You see, this gym is very modern. And very high tech. So the machines where you have to push/pull/ drag weights have little screens where you can select how heavy it should be. And those screens show, when you start, a little waving path, and a little ball that has to follow the path and, like Snake or Pacman, eat the little dots on its way. This is so you will push/pull/ drag in the correct rhythm at the correct speed so you don't hurt yourself by making the wrong movements. Which is great, but means I can not push/pull/drag and read at the same time, because I have to watch the screen.

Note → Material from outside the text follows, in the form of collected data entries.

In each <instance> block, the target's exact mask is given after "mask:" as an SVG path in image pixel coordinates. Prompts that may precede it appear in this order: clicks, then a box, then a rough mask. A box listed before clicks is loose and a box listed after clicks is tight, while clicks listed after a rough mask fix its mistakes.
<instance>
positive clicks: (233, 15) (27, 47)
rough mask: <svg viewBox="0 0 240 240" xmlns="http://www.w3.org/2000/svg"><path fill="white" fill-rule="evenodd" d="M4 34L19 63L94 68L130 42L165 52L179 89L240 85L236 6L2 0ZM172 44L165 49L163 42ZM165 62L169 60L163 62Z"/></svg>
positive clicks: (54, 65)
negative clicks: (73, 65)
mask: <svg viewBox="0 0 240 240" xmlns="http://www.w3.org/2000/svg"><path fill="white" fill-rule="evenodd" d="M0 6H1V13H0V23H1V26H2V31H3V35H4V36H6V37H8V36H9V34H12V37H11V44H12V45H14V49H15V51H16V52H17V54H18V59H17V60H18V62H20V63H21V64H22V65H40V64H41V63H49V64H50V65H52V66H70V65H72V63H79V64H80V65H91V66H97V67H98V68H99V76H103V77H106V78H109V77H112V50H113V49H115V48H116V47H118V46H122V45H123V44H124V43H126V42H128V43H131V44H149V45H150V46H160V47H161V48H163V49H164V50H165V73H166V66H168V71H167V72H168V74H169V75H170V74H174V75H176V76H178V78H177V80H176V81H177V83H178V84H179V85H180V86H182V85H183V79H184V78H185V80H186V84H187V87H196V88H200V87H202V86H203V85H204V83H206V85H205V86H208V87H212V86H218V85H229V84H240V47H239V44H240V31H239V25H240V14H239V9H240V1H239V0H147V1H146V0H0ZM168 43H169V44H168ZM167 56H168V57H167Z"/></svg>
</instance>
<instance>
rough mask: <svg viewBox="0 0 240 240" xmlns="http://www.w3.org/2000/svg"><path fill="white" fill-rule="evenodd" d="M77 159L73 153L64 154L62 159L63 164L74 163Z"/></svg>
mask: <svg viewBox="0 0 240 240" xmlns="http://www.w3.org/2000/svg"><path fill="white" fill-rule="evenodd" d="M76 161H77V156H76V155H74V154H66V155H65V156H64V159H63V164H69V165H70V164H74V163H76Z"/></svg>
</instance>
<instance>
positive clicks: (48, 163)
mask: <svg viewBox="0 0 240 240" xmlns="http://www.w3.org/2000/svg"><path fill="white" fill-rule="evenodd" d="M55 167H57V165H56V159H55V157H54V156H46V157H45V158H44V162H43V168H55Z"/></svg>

And besides, I frequently need my arms to push/ pull/drag, so there is nothing to hold the book with.

The stage, now, is set. One gym. One bookless Eldis. Three hours of working out a week. How to survive those? How to stay motivated (beyond the faint hope of no more constant pain)?

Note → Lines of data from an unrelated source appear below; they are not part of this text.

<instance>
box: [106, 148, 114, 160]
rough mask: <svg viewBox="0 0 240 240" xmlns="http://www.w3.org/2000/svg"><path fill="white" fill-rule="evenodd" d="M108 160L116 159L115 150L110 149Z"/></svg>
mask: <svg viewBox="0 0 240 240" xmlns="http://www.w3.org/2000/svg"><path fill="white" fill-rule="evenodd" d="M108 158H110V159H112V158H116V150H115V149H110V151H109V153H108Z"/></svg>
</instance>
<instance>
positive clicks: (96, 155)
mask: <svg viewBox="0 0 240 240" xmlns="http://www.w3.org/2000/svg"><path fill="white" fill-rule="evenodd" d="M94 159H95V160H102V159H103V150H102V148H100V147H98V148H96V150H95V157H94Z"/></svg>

Enter audiobooks. Enter, specifically, Librivox.

Librivox is a website that is run by volunteers, and it has a whole bunch of free audiobooks narrated by volunteers. The books are all in the public domain, making their project entirely legal.

And, my dear and gentle readers. Isn't it a wonderful coincidence that I'm on a mission to read every single decently well-known English literary novel?

Yes. My secret to dragging myself out of bed at 6.45 three mornings a week to do a thing I absolutely detest and I'm not even being paid for to do (I do, in fact, have to pay to do it!) is my incessant, annoying, overwhelming love for English literature. And, at the moment of writing, Jane Austen in particular. From her finished novels, I still have to read both Lady Susan and Northanger Abbey. With Elizabeth Klatt's wonderful voice reading out the latter, at the rate of about 2-3 chapters per workout, I'm slowly pushing, pulling and dragging my way to having read all of Austen's finished works. And since I only allow myself to listen to the book when I'm in the gym, and I have forced myself to not get a physical copy to read, I now find myself almost looking forward to my three mornings of torture a week. Because I want to know how Catherine will deal with John Thorpe! When she will next meet Henry Tilney! What Eleanor Tilney will say about Catherine when the latter is forced to cancel an appointment! Is there indeed a skeleton behind the black veil in The Mysteries of Udolpho? I will only discover the answers when I'm listening, and I will only listen when I'm working out.

And that, my gentle Quibblerers, is how I conditioned myself into not hating the absolute thought of sports. With Austen's well-timed wit read aloud in a kind voice, distracting me from the fact that movement and I are as great a combination as John Thorpe and poor Catherine Morland, who might not be born to be a heroine, but is certainly in training to be one.